Methods: A new classification rule is obtained by using logistic GAM regression models to transform the original biomarker, with the predicted probabilities being the new transformed continuous biomarker. We propose using this transformed biomarker to establish optimal cut-offs or intervals on which to base the classification. This methodology is applied to different controlled scenarios, and to real data from a prospective study of patients undergoing surgery at a University Teaching Hospital, for examining plasma glucose as postoperative infection biomarker.
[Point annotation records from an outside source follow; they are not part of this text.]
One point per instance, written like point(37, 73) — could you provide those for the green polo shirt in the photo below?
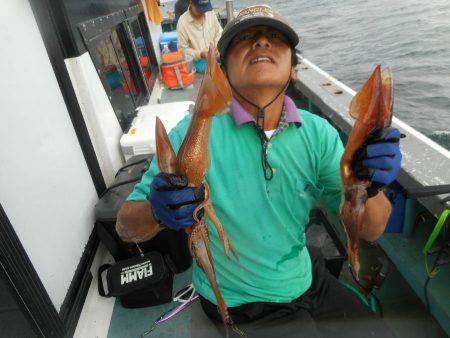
point(265, 224)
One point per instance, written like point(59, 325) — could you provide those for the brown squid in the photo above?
point(193, 161)
point(372, 109)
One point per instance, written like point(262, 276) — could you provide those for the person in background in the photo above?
point(269, 163)
point(197, 28)
point(181, 6)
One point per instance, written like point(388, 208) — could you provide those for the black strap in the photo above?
point(108, 240)
point(101, 289)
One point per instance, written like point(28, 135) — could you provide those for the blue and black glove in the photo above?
point(173, 202)
point(379, 159)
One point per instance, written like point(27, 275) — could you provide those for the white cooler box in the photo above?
point(140, 139)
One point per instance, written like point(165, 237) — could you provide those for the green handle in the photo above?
point(437, 229)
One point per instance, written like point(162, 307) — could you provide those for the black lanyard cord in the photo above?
point(267, 168)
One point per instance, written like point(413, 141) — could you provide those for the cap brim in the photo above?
point(204, 8)
point(226, 38)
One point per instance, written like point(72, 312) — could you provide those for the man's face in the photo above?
point(195, 12)
point(259, 57)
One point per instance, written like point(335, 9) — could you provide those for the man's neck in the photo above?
point(271, 114)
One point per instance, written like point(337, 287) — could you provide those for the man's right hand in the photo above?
point(173, 202)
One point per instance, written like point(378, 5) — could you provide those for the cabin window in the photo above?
point(119, 45)
point(138, 30)
point(112, 67)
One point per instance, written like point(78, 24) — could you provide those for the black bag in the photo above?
point(170, 242)
point(140, 281)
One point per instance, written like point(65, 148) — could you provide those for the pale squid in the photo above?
point(193, 161)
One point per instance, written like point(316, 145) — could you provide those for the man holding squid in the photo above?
point(269, 162)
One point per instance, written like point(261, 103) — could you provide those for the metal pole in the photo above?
point(229, 6)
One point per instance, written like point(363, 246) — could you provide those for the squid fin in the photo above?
point(167, 160)
point(387, 98)
point(366, 101)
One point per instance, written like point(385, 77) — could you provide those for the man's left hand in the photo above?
point(379, 159)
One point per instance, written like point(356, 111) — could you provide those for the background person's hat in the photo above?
point(260, 15)
point(202, 6)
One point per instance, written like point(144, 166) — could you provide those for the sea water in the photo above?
point(348, 38)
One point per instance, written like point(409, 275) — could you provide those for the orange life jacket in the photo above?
point(176, 71)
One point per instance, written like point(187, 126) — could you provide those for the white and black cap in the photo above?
point(259, 15)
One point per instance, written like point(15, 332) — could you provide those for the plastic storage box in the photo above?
point(140, 139)
point(168, 42)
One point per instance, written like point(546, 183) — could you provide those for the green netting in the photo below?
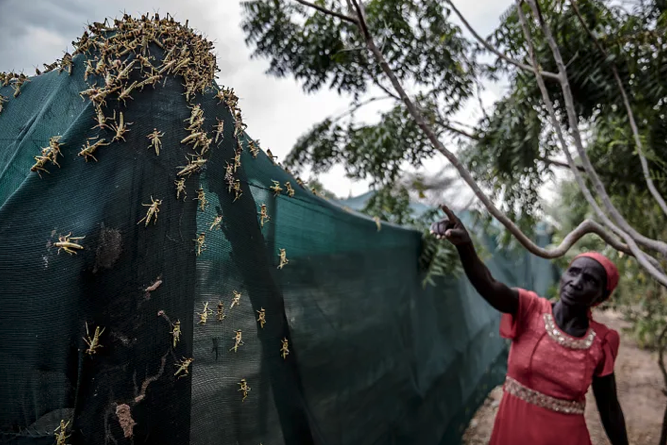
point(374, 358)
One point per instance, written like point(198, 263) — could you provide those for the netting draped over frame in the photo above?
point(185, 327)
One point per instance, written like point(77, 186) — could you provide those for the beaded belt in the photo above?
point(542, 400)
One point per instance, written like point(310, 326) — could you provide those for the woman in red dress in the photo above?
point(558, 351)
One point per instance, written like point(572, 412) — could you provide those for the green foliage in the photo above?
point(511, 150)
point(642, 300)
point(319, 50)
point(513, 140)
point(426, 51)
point(376, 152)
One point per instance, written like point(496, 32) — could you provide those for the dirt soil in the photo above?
point(639, 383)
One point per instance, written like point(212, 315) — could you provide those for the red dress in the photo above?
point(548, 374)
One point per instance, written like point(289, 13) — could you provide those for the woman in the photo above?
point(557, 350)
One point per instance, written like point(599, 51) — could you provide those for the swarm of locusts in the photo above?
point(122, 60)
point(126, 56)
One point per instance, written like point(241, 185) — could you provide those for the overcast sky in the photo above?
point(276, 110)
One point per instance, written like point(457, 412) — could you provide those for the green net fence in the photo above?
point(189, 327)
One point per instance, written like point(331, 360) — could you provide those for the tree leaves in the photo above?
point(377, 152)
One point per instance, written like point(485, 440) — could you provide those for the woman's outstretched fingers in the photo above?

Results: Both, theoretical scenarios and real data results show that when the risk marker-disease relationship is not monotone, using the new transformed biomarker entails an improvement in discriminatory capacity. Moreover, in these situations, an optimal interval seems more reasonable than a single cutpoint to define lower and higher disease-risk categories.
Conclusions: Using statistical tools which allow for greater flexibility (e.g., GAMs) can optimize the classificatory capacity of a potential marker using ROC analysis. So, it is important to question linearity in marker-outcome relationships, in order to avoid erroneous conclusions.Keywords: Discriminatory capability, ROC, AUC, optimal cutpoint, biomarker, plasma glucose.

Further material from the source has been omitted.